In the present study, we retrospectively included 111 Chinese AAV patients with severe renal involvement (eGFR<10ml/min/1.73m2). The results showed that the therapy of intravenous methylprednisolone 500mg/d for 3 days could improve the long-term outcome, in terms of dialysis independence in a median follow up period of 31 months in these patients. Furthermore, there was no difference in mortality (P = 0.056) and adverse events between groups. Patients with serum creatinine level less than 855μmol/L and UPCR less than 3.7g/24h at presentation may have better response to intravenous methylprednisolone pulses. It indicated that the cut-off levels of urine protein and serum creatinine could provide non-invasive estimate of the efficacy of intravenous methylprednisolone pulses. Our previous study showed that proteinuria higher than 3.5g/24h was one of the independent factors for worse renal outcome [26]. Bertha et al also found that proteinuria at presentation could predict renal survival, with a hazard ratio of 1.49 (confidence interval was 1.03 to 2.14, P = 0.034) [27]. So we suggested that UPCR and serum creatinine levels could be used to distinguish responders from non-responders for methylprednisolone pulses therapy and have important implications for treatment decisions in AAV patients with severe renal involvement.

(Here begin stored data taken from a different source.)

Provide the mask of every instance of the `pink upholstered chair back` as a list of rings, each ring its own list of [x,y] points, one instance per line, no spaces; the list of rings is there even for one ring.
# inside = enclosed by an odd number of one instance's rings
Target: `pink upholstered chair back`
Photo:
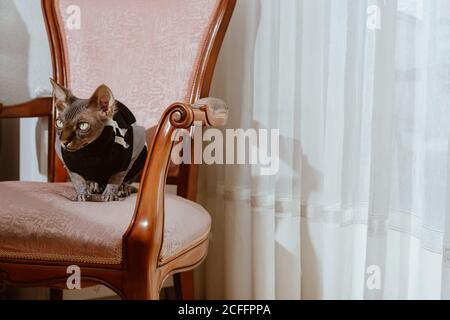
[[[87,98],[104,83],[139,124],[155,126],[169,104],[195,99],[191,91],[220,3],[59,0],[68,87]]]

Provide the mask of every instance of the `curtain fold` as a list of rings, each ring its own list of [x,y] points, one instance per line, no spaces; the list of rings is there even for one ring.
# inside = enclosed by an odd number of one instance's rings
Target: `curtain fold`
[[[449,7],[238,1],[211,95],[280,166],[202,166],[206,298],[450,298]]]

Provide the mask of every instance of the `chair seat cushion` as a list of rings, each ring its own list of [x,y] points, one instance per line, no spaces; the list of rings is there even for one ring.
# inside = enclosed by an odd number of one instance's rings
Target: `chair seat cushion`
[[[0,258],[120,264],[136,195],[117,202],[74,202],[70,183],[0,183]],[[200,205],[166,194],[161,261],[208,237]]]

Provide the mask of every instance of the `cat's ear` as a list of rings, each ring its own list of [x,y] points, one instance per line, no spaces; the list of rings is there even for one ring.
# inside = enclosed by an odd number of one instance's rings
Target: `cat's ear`
[[[89,99],[89,107],[98,108],[108,116],[114,114],[115,105],[116,100],[114,99],[111,89],[104,84],[98,87]]]
[[[57,84],[52,78],[50,78],[50,83],[53,87],[53,98],[55,99],[56,108],[62,112],[66,108],[66,102],[69,99],[70,91]]]

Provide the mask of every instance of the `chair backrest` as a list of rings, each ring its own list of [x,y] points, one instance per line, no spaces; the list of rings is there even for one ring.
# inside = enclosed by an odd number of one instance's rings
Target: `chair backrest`
[[[235,1],[42,0],[54,78],[82,98],[108,85],[149,129],[208,94]]]

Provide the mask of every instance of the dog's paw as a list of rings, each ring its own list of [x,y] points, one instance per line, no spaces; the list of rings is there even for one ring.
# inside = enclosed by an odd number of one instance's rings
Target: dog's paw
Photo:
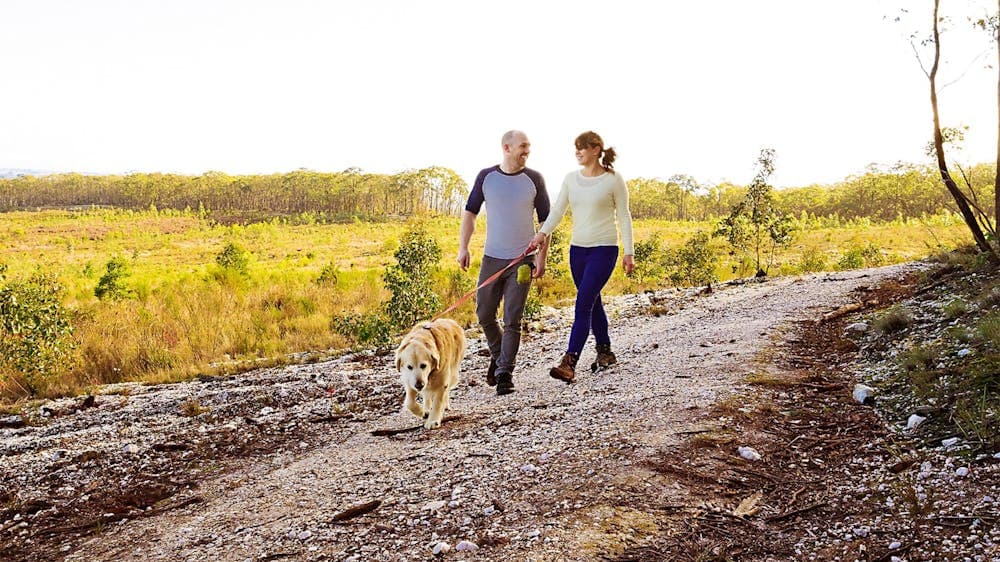
[[[430,420],[424,422],[424,429],[437,429],[441,427],[441,420]]]

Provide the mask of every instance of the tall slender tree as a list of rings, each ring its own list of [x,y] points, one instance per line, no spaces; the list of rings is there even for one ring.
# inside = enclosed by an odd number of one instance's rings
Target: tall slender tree
[[[986,240],[986,236],[983,234],[983,229],[980,228],[979,222],[976,220],[976,215],[972,212],[972,207],[969,205],[968,199],[966,199],[965,194],[959,189],[958,184],[951,177],[948,172],[948,163],[945,161],[944,156],[944,135],[941,133],[941,117],[938,111],[938,88],[937,88],[937,75],[938,70],[941,66],[941,33],[938,27],[940,23],[940,18],[938,17],[940,9],[941,0],[934,0],[934,24],[932,28],[932,43],[934,45],[934,63],[931,65],[931,70],[927,74],[927,78],[930,81],[931,86],[931,112],[934,116],[934,153],[937,157],[938,171],[941,173],[941,180],[944,181],[945,187],[948,189],[948,193],[951,194],[952,198],[955,199],[955,205],[958,206],[959,212],[962,214],[962,219],[965,220],[966,226],[969,227],[969,231],[972,233],[972,238],[976,241],[976,246],[979,250],[988,253],[994,261],[1000,261],[998,259],[996,252],[990,243]]]

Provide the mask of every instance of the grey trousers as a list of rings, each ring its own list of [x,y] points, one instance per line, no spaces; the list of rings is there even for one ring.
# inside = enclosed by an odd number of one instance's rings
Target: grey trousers
[[[523,263],[533,266],[534,257],[528,256]],[[479,284],[494,273],[500,271],[510,260],[483,256],[479,268]],[[497,361],[497,374],[513,373],[517,359],[517,350],[521,347],[521,317],[524,316],[524,303],[528,300],[527,283],[517,282],[517,268],[511,267],[503,272],[499,279],[476,292],[476,316],[479,325],[486,335],[486,343],[490,353]],[[497,310],[503,301],[503,329],[497,321]]]

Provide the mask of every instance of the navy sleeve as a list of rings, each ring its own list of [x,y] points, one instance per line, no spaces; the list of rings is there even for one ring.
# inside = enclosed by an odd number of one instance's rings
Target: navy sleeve
[[[486,200],[486,197],[483,195],[483,180],[486,179],[486,174],[492,170],[493,168],[486,168],[476,176],[476,183],[472,185],[472,191],[469,192],[469,200],[465,203],[466,211],[478,215],[480,209],[483,208],[483,201]]]
[[[549,218],[549,210],[551,209],[549,192],[545,190],[545,178],[535,170],[526,169],[524,173],[535,184],[535,212],[538,213],[538,224],[542,224],[545,219]]]

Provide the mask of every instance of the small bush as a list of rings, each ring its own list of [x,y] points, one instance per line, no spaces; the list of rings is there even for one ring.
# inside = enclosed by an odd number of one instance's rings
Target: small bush
[[[105,265],[104,275],[94,288],[94,296],[101,300],[124,300],[133,296],[133,291],[125,285],[131,273],[128,262],[121,256],[115,256]]]
[[[0,383],[17,377],[35,392],[64,367],[74,342],[63,293],[51,275],[0,285]]]
[[[826,269],[826,258],[818,248],[806,248],[799,257],[799,272],[814,273]]]
[[[712,237],[707,232],[698,232],[688,239],[672,256],[673,271],[670,280],[675,284],[689,286],[710,285],[718,280],[715,266],[719,257],[709,246]]]
[[[382,274],[386,289],[392,293],[385,312],[393,325],[408,328],[418,318],[430,316],[440,304],[432,279],[441,260],[441,247],[418,225],[403,234],[394,257],[396,264]]]
[[[993,349],[1000,348],[1000,312],[989,314],[976,327],[979,338]]]
[[[356,348],[392,347],[393,323],[381,314],[345,314],[330,321],[333,331],[353,341]]]
[[[913,325],[913,316],[902,308],[890,308],[882,317],[875,320],[875,329],[883,334],[902,332]]]
[[[863,267],[878,267],[886,262],[885,256],[877,246],[868,243],[867,246],[854,246],[844,252],[837,268],[840,270],[861,269]]]
[[[340,281],[340,268],[332,263],[323,266],[316,278],[316,284],[321,287],[332,287]]]
[[[965,304],[962,299],[955,299],[948,304],[944,305],[941,309],[941,313],[944,314],[946,320],[954,320],[961,316],[964,316],[966,312],[969,311],[969,305]]]
[[[983,291],[982,296],[979,297],[979,302],[982,303],[983,308],[1000,308],[1000,285]]]
[[[222,251],[215,256],[215,263],[222,269],[239,275],[250,274],[250,254],[235,242],[226,244]]]

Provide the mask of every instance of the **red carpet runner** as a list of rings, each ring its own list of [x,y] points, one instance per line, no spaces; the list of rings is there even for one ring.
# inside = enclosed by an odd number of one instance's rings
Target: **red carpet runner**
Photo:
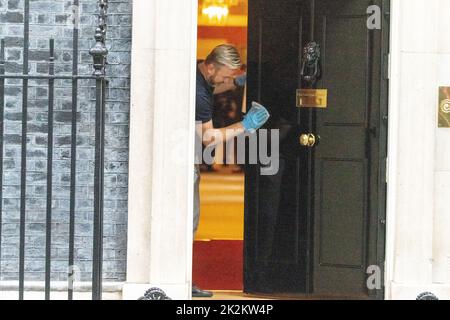
[[[243,241],[195,241],[192,277],[205,290],[243,290]]]

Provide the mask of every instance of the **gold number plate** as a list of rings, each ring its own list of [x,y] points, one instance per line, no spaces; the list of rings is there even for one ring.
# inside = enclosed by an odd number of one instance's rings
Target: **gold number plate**
[[[298,89],[297,107],[299,108],[327,108],[327,89]]]
[[[450,87],[439,88],[439,128],[450,128]]]

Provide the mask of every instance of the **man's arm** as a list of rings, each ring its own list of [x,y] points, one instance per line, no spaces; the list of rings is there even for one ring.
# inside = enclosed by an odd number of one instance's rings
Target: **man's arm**
[[[245,132],[242,122],[220,129],[214,128],[212,120],[199,126],[197,127],[197,132],[202,134],[202,141],[205,146],[214,146],[228,142]]]
[[[202,142],[206,146],[214,146],[219,143],[228,142],[245,132],[256,132],[269,120],[270,114],[267,109],[252,102],[252,108],[245,115],[242,122],[235,123],[226,128],[215,129],[212,120],[196,125],[196,132],[201,136]]]
[[[203,144],[214,146],[219,143],[228,142],[235,137],[245,133],[254,133],[260,129],[270,118],[267,109],[259,103],[252,102],[252,108],[245,115],[242,122],[221,129],[215,129],[212,120],[203,123],[197,128],[197,133],[202,135]]]

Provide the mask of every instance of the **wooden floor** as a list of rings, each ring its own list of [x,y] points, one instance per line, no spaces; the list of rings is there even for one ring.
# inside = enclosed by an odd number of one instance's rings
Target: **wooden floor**
[[[297,301],[333,301],[333,300],[367,300],[363,297],[350,297],[350,296],[326,296],[326,295],[292,295],[292,294],[279,294],[273,296],[264,295],[249,295],[239,291],[213,291],[214,296],[212,298],[195,298],[193,300],[254,300],[254,301],[268,301],[268,300],[297,300]]]
[[[214,297],[212,298],[196,298],[194,300],[274,300],[273,298],[264,298],[244,294],[239,291],[214,291]]]

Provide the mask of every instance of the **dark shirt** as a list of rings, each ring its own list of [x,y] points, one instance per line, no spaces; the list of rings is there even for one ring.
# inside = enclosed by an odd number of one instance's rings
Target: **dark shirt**
[[[195,102],[195,121],[207,123],[212,120],[214,111],[214,88],[206,81],[197,65],[197,94]]]

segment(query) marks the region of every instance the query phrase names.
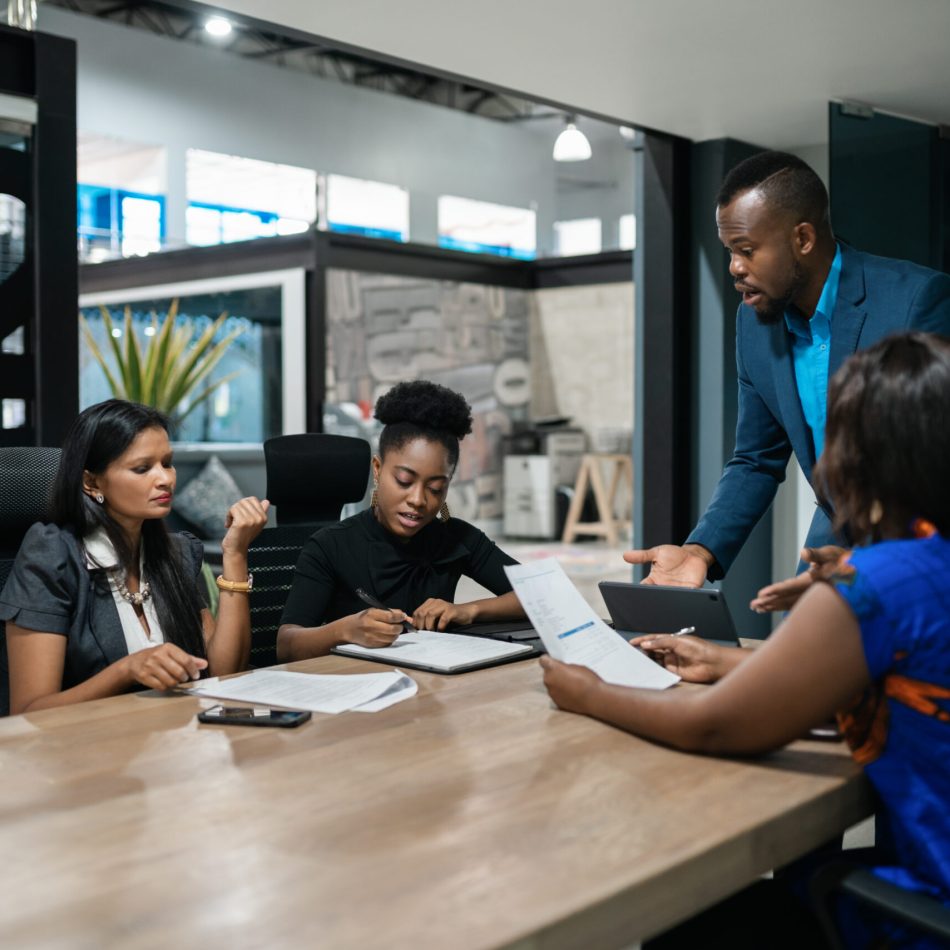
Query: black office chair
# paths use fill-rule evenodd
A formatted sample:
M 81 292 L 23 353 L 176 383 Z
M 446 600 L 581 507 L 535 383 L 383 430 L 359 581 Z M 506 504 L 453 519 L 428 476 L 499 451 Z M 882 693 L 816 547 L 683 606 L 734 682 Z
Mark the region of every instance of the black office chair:
M 264 443 L 264 460 L 277 527 L 265 528 L 247 552 L 254 575 L 251 666 L 277 662 L 277 628 L 300 549 L 318 528 L 339 521 L 345 504 L 366 494 L 370 448 L 345 435 L 282 435 Z
M 13 569 L 30 525 L 46 517 L 50 489 L 59 467 L 59 449 L 0 448 L 0 591 Z M 10 711 L 5 625 L 0 622 L 0 716 Z
M 844 950 L 834 914 L 835 899 L 847 897 L 876 915 L 905 924 L 921 935 L 942 937 L 950 946 L 950 907 L 908 891 L 846 859 L 825 865 L 810 884 L 812 903 L 830 950 Z

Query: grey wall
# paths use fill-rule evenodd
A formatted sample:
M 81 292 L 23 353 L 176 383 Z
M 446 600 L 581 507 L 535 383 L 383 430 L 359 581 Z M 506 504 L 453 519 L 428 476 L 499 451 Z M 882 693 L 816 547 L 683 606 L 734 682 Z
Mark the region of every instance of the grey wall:
M 634 206 L 634 153 L 616 129 L 610 133 L 609 138 L 590 136 L 593 155 L 586 162 L 565 162 L 555 172 L 555 220 L 600 218 L 605 251 L 619 246 L 620 217 Z
M 426 243 L 440 194 L 534 207 L 539 250 L 550 251 L 565 166 L 551 158 L 548 122 L 481 119 L 46 5 L 40 29 L 78 43 L 80 129 L 167 148 L 172 240 L 184 237 L 185 151 L 202 148 L 398 184 L 411 194 L 412 239 Z M 610 214 L 603 197 L 572 216 Z

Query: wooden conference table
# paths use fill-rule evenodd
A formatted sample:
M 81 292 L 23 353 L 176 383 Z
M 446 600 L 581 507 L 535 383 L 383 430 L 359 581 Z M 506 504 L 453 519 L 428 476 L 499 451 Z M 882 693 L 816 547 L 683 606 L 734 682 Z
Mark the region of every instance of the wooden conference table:
M 871 812 L 841 746 L 702 758 L 556 711 L 534 661 L 412 675 L 297 729 L 155 694 L 0 721 L 0 945 L 619 947 Z

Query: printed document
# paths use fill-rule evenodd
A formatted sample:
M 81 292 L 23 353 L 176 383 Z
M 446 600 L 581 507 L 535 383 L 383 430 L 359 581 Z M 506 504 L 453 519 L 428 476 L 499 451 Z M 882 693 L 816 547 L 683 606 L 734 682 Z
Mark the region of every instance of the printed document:
M 320 713 L 341 713 L 350 709 L 376 712 L 414 696 L 417 691 L 415 680 L 396 670 L 355 676 L 254 670 L 234 679 L 201 680 L 188 690 L 212 699 L 309 709 Z
M 593 670 L 617 686 L 666 689 L 679 682 L 630 646 L 594 613 L 554 558 L 505 568 L 532 626 L 548 653 L 563 663 Z

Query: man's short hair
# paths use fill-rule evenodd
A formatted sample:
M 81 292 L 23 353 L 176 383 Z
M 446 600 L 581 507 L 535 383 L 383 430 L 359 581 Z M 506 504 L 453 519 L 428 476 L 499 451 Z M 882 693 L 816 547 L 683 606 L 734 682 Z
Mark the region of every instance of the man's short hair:
M 812 168 L 788 152 L 759 152 L 739 162 L 726 175 L 716 196 L 724 208 L 744 191 L 757 188 L 772 208 L 786 211 L 797 221 L 816 228 L 830 227 L 828 192 Z

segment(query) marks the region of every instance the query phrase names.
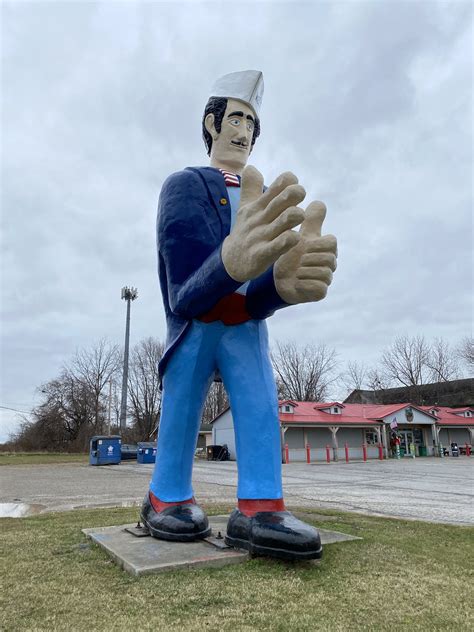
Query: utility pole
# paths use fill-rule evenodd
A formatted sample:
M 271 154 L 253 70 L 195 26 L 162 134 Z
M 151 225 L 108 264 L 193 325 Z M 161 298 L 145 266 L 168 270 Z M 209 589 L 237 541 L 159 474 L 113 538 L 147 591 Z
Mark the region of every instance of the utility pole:
M 130 342 L 130 301 L 134 301 L 138 296 L 136 287 L 123 287 L 122 299 L 127 301 L 127 320 L 125 323 L 125 350 L 123 353 L 123 373 L 122 373 L 122 401 L 120 404 L 120 432 L 127 428 L 127 390 L 128 390 L 128 347 Z
M 109 380 L 109 406 L 107 411 L 108 434 L 110 436 L 110 421 L 112 418 L 112 378 Z

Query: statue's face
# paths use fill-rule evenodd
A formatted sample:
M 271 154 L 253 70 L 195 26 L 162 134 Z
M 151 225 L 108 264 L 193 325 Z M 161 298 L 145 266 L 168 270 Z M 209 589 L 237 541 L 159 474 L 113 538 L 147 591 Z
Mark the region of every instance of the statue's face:
M 210 114 L 208 118 L 206 127 L 213 138 L 211 164 L 240 173 L 252 148 L 255 127 L 252 108 L 242 101 L 229 99 L 220 132 L 214 127 L 214 116 Z

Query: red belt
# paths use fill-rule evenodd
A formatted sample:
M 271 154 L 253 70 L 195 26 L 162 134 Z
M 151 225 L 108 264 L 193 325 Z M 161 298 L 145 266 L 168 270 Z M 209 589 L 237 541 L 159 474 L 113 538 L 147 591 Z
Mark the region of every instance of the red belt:
M 241 325 L 251 319 L 252 316 L 245 309 L 245 295 L 237 292 L 224 296 L 212 309 L 198 317 L 203 323 L 221 320 L 224 325 Z

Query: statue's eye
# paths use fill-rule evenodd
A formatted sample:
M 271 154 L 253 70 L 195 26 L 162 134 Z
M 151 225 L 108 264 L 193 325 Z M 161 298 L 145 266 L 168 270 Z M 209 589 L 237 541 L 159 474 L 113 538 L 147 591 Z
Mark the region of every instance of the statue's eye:
M 253 132 L 253 123 L 252 121 L 247 121 L 247 129 L 249 132 Z
M 240 125 L 240 119 L 230 119 L 230 124 L 237 127 L 238 125 Z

This study had several limitations. First, all patients were Chinese; this population may have higher percentage of MPA, higher percentages of sclerotic and mixed lesions in renal pathology than western populations [7, 14]. Second, not all the patients had renal biopsy and the percentage of renal biopsies was not balance in two arms. Only 34 patients had kidney biopsy results (28 biopsies in MP group and 6 biopsies in control group) in this study, so renal histopathological analysis had questionable significance. One reason was that the ultrasonic kidney length was significant less in control group than that in MP group as we shown in Table 1. In the control group, patients with small sized kidney may have been considered as late referred patients with irreversible renal failure who should not have kidney histology and prednisolone pulses. However when we analyzed the characteristics in dialysis independent group and death or maintaining dialysis group, there were no differences on the rate of biopsy or kidney length between groups, and the Cox regression analysis found these parameters were not the independent risk factors. Third, for the retrospective nature, the maintaining immunosuppressive regimen in two groups were not unified, including full dose prednisone and half dose prednisone combined with intravenous cyclophosphamide or mycophenolate mofetil. These limitations may compromise the validity and utility of the present results. A well-designed, randomized, controlled study is needed to confirm the above results.

Conclusions

Our study showed that for AAV patients with severe renal involvement, intravenous methylprednisolone pulses could improve the long-term outcome in term of dialysis independence and have a tendency of decreasing mortality. It encouraged use of appropriate intensive immunosuppressive therapy in certain population.